L'allarme sul disinteresse per la salvaguardia della biodiversità è stato lanciato da Robert Watson, ex direttore del Pannello Intergovernamentale sul Cambiamento Climatico durante una conferenza sul tema a Londra. «Il rischio che l'ambiente stia raggiungendo un punto di non ritorno per quanto concerne gli equilibri biotici è rimasto pressoché inascoltato dai media», ha spiegato Watson. «Un'assenza sistematica – ha denunciato – su televisioni e giornali».
«Il problema non è mai stato comunicato a fondo o bene», spiega Andrea Bonisoli Alquati, ricercatore in ecologia animale per l'Università statale di Milano. «In Italia c'è la percezione che la natura è un passatempo per appassionati. Solo quando esistono ripercussioni immediate e visibili sulla salute, la gente si attiva. Andrebbe fatta più educazione nelle scuole e comunicazione sui media. Bisogna scegliere un messaggio forte, legato agli impatti economici. L'economia ambientale analizza il valore economico della biodiversità, sia di specie che di ambienti. La stabilità degli ecosistemi offre infatti una fornitura di servizi costante: le foreste ad esempio garantiscono l'assetto idrogeologico, la potabilizzazione dell'acqua, la liberazione da inquinanti di vario tipo, il sequestro del carbonio e via dicendo. Ogni ecosistema offre un servizio, un bene primario come risorsa, i cui equilibri non vanno incrinati oltre una certa soglia. Se dovessimo pagare questi servizi che sono molto preziosi, dovremmo sborsare cifre ingenti, pari a un multiplo del Pil italiano».

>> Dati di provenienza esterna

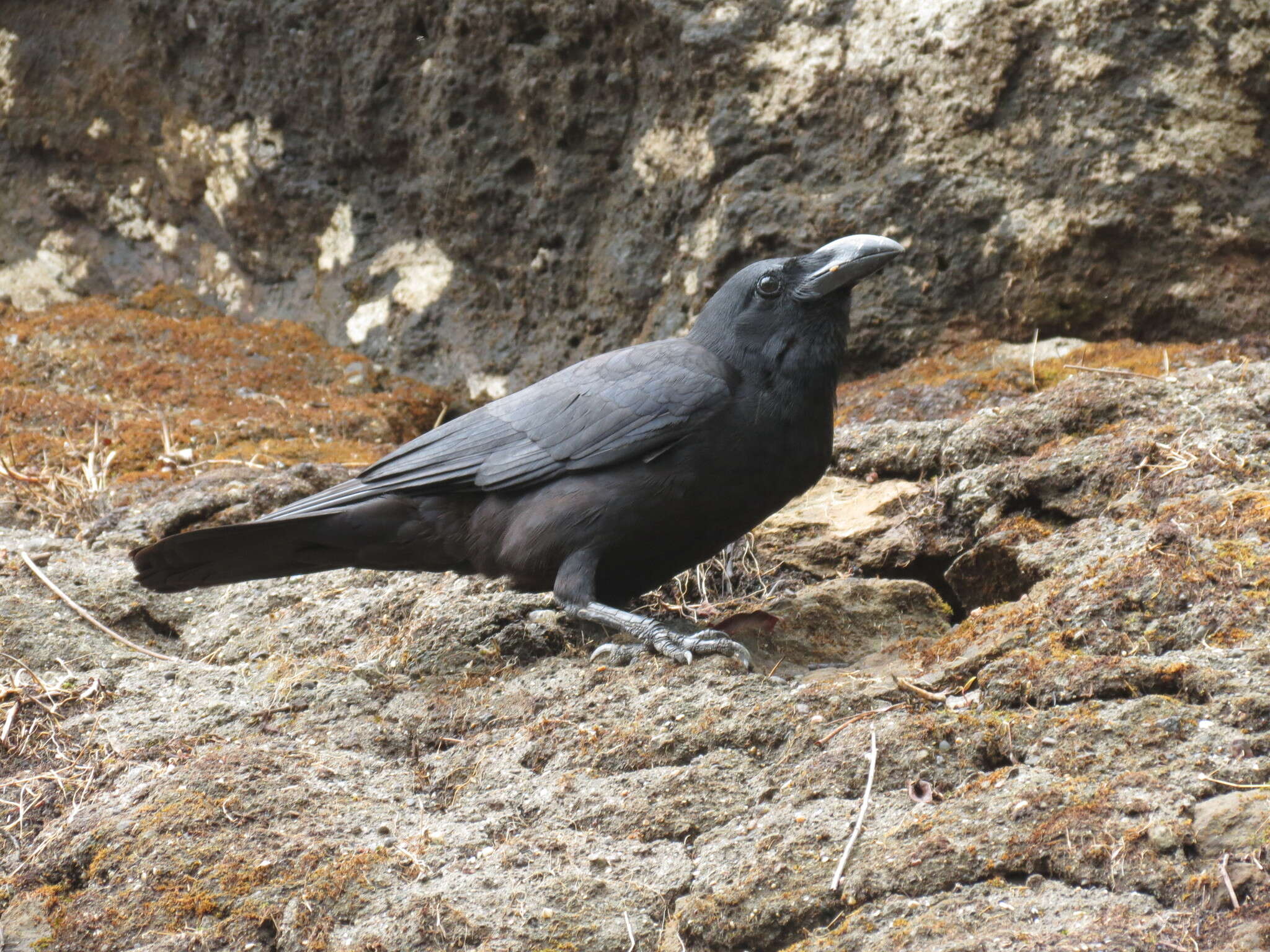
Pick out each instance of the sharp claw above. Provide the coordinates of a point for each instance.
(719, 644)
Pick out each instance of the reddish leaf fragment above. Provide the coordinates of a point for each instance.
(748, 624)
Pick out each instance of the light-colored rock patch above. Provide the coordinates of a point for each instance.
(670, 152)
(219, 276)
(487, 385)
(793, 63)
(8, 41)
(424, 272)
(229, 159)
(367, 318)
(335, 245)
(47, 278)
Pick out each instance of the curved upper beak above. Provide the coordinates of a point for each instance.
(842, 263)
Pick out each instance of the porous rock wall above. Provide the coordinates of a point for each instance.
(482, 192)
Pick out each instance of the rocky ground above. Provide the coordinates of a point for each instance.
(483, 192)
(1068, 569)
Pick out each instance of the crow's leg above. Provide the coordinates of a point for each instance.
(654, 638)
(574, 591)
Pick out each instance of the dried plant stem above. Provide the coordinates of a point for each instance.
(938, 697)
(1237, 786)
(1226, 879)
(860, 716)
(1112, 371)
(83, 614)
(860, 816)
(1032, 363)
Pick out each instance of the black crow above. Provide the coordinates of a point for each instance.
(600, 482)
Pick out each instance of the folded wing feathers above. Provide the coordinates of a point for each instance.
(629, 404)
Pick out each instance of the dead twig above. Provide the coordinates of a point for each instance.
(83, 614)
(858, 718)
(1240, 786)
(1110, 371)
(1032, 363)
(935, 696)
(1226, 879)
(860, 816)
(281, 708)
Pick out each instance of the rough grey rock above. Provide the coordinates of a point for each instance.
(1232, 823)
(478, 193)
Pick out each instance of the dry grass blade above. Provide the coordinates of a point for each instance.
(860, 816)
(45, 767)
(1112, 372)
(83, 614)
(732, 580)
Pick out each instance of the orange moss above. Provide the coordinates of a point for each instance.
(970, 376)
(273, 391)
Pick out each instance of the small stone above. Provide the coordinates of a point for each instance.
(1162, 838)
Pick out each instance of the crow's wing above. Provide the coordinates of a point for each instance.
(618, 407)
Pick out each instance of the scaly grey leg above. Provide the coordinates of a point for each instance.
(654, 638)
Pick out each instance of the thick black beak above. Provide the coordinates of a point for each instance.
(842, 263)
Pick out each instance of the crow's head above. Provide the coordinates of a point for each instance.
(785, 298)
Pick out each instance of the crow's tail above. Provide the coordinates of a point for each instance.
(254, 550)
(389, 532)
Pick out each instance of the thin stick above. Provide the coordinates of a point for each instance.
(1113, 371)
(860, 716)
(860, 816)
(938, 697)
(88, 617)
(1226, 879)
(281, 708)
(1241, 786)
(1032, 363)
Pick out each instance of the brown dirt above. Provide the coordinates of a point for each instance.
(107, 379)
(362, 760)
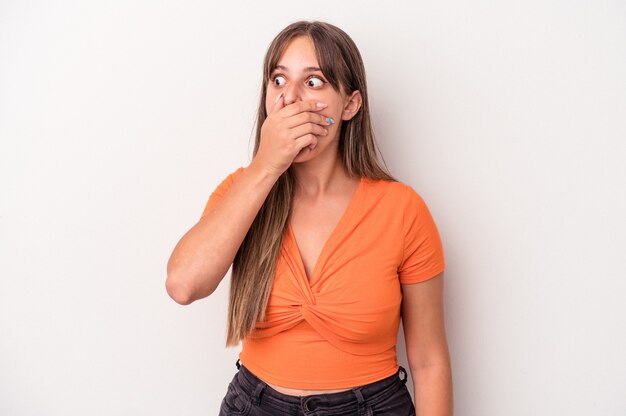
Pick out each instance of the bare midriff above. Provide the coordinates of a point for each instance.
(296, 392)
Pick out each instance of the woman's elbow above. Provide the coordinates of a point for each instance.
(178, 291)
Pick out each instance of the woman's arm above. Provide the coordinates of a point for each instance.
(427, 347)
(204, 254)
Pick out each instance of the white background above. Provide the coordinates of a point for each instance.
(118, 119)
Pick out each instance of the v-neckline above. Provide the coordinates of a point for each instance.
(344, 217)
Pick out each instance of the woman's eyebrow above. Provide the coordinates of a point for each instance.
(307, 69)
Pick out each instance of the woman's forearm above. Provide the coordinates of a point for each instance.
(433, 390)
(205, 253)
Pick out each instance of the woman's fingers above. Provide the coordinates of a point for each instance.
(299, 107)
(308, 128)
(308, 117)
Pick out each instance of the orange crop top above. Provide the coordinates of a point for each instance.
(339, 329)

Un pool di scienziati, in un articolo di qualche anno fa pubblicato su Nature, ha stimato che l'intera biosfera produce servizi per un valore tra i 16 e i 54mila miliardi di dollari all'anno. Ma oggi potrebbero essere molti di più. Secondo un articolo su BioScience del 2007 gli ecosistemi più preziosi svolgono servizi per 200 mila dollari per chilometro quadrato all'anno. La biodiversità come assets del territorio e delle economie ad esso legate quindi potrebbe diventare un buon argomento nella comunicazione economica e in quella generalista. Mettendola in questi termini qualche orecchia di più potrebbe tendersi. Secondo Gaspare Caliri, del centro universitario bolognese Etnosemiotica, «il problema è che la comunicazione ambientale è spesso in bilico tra due tipi di discorso diversi: quello scientifico, che ha il suo impianto di giustificazioni teoriche e le sue narrazioni coerenti e quello politico, con giustificazioni etiche e narrazioni differenti. Il senso comune per interpretare e spiegare i fenomeni è costretto ad oscillare tra questi due mondi».
Con una conseguente perdita di efficacia sul grande pubblico.Se poi i maestri non danno il buon esempio è la fine. Il 5 febbraio il Telegraph ha svelato che l'Ue ha intenzione di riclassificare le piante per biocarburanti cresciute su terreni deforestati come “foreste”. «Uno sfregio alla biodiversità», spiega ancora Bonisoli «e un pessimo esempio ».
Intanto, in Italia il governo continua a parlare di nucleare come di un'energia pulita. E in troppi l'assecondano.